Think now about pay for performance
Mary E. Kass, MD
The news this month is all about the recently released Medicare Payment Advisory Commission annual report. MedPAC, which counsels Congress on Medicare reimbursement policy, has recommended a "pay for performance" approach to physician reimbursement.
Pay for performance has a nice alliterative ring, but that’s largely what we know about it now and, as always, the devil is in the details. The concept is premised on the development of validated, evidence-based clinical performance measures that apply to all specialties. Reaching a consensus on these indicators will be a challenge for the medical community, no doubt, but it beats the alternative. MedPAC is presenting pay for performance as a way to control costs without use of the sustainable growth rate, a formula Congress enacted to limit Medicare spending. If the SGR remains in place, physician fee updates will be cut by 5.2 percent next year and by a similar amount annually through 2012, when inflation-adjusted physician reimbursement will have dropped to 50 percent of current levels.
Pay for performance has been a buzzword on the Hill for a while now, and Congress may be ready to admit that the sustainable growth rate was a misstep that needs to step out. Still, the eventual shape of any Medicare physician fee restructuring—if this Congress chooses to address it at all—is anyone’s surmise.
The MedPAC pay-for-performance brainchild is a concept in its infancy, which is all right with me if the aunts and uncles (physicians and other caregivers, patient advocates and the like) will have a hand in its upbringing. Cost-containment is important, but the final version needs to be patient-centered and structured to focus on continuous improvement in safety and effectiveness.
The clinical laboratory community may be concerned about MedPAC’s assertion that all Medicare claims should include laboratory values, submitted electronically in a standard vocabulary and format. This will be a burden, although I suspect we will find it less objectionable as the benefits emerge. Standardized vocabularies and information technologies in all laboratory reports will greatly enhance the usefulness of laboratory data.

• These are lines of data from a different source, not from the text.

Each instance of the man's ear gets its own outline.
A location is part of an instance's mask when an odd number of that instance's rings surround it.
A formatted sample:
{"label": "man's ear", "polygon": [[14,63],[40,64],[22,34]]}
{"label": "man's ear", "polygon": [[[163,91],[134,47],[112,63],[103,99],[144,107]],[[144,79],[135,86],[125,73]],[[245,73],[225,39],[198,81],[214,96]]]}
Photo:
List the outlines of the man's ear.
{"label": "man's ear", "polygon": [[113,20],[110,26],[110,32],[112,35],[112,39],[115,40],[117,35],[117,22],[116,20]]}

MedPAC envisions transitional benchmarks to be employed while databases on clinical indicators are developed. Use of information technology is one; patient perception of care is another. While the former would be pathology-friendly, I am concerned about the latter. The limited patient contact of our specialty puts us at a disadvantage in this regard. What if Congress decides to go with pay for performance and few of the benchmarks apply to pathology? We need to be thinking about next steps.
The CAP cancer protocols would probably be a good place to start. A pilot study in Canada recently revealed a clear link between use of the CAP checklists (synoptic format) and completeness. More studies of this kind would enable us to establish the use of synoptic reports as a performance indicator. We might also be able to identify quality indicators through the CAP Laboratory Accreditation Program. Perhaps we could add checklist questions about how often pathologists sit down with patients to explain their test results, what pheresis is, for example, or what is to be gained from further testing.
Budget neutrality is the most controversial provision in the pay-for-performance plan. MedPAC believes that Medicare could retain up to two percent of funds for physician fees, then award those funds to providers who met quality benchmarks. The CAP and dozens of other physician groups have urged that MedPAC avoid at all costs rewarding some physicians at the expense of others. Pay for performance must be funded properly.
When the House Committee on Ways and Means subcommittee on health held public hearings on the MedPAC report, Jeffery Rich, MD, who testified for the Society for Thoracic Surgeons task force on pay for performance, argued persuasively against a budget-neutral approach. Dr. Rich proposed that incentives to encourage Medicare providers to collaborate in condition-specific databases and continuous quality improvement would translate to durable cost savings.
The thoracic surgeons have been collecting clinical data on open-heart surgery since 1989, and using those data to identify best practices. Their database covers 2.7 million surgeries at 600 institutions. Between 1990 and 1999, observed and risk-adjusted mortality for cardiac bypass graft surgery in their study population, projected to increase by 35 percent, instead decreased by 30 percent. They have used a carefully structured and validated standardized clinical database, partnered with thoughtful outcomes measurement and proper feedback, to fuel continuous quality improvement. And they have realized dramatic cost savings.
I would like to take that one step further and urge that any clinical database created under Medicare be SNOMED-encoded. Individual pathologists could contribute in dozens of ways, advising their hospital IT departments on SNOMED and working with colleagues to analyze data and prescribe adaptive behaviors. This could well be the silver lining peeking out from behind the perennial Medicare budget crises.
The late president John F. Kennedy liked to say that the time to repair the
roof is when the sun is shining. We have a window, now, to develop our thinking
on how such a system might work and what performance indicators we would propose
for pathology. Whether this year or five years from now, pay for performance
is likely to be on the table when physician compensation under Medicare is discussed.
Let’s prepare to contribute to the dialogue.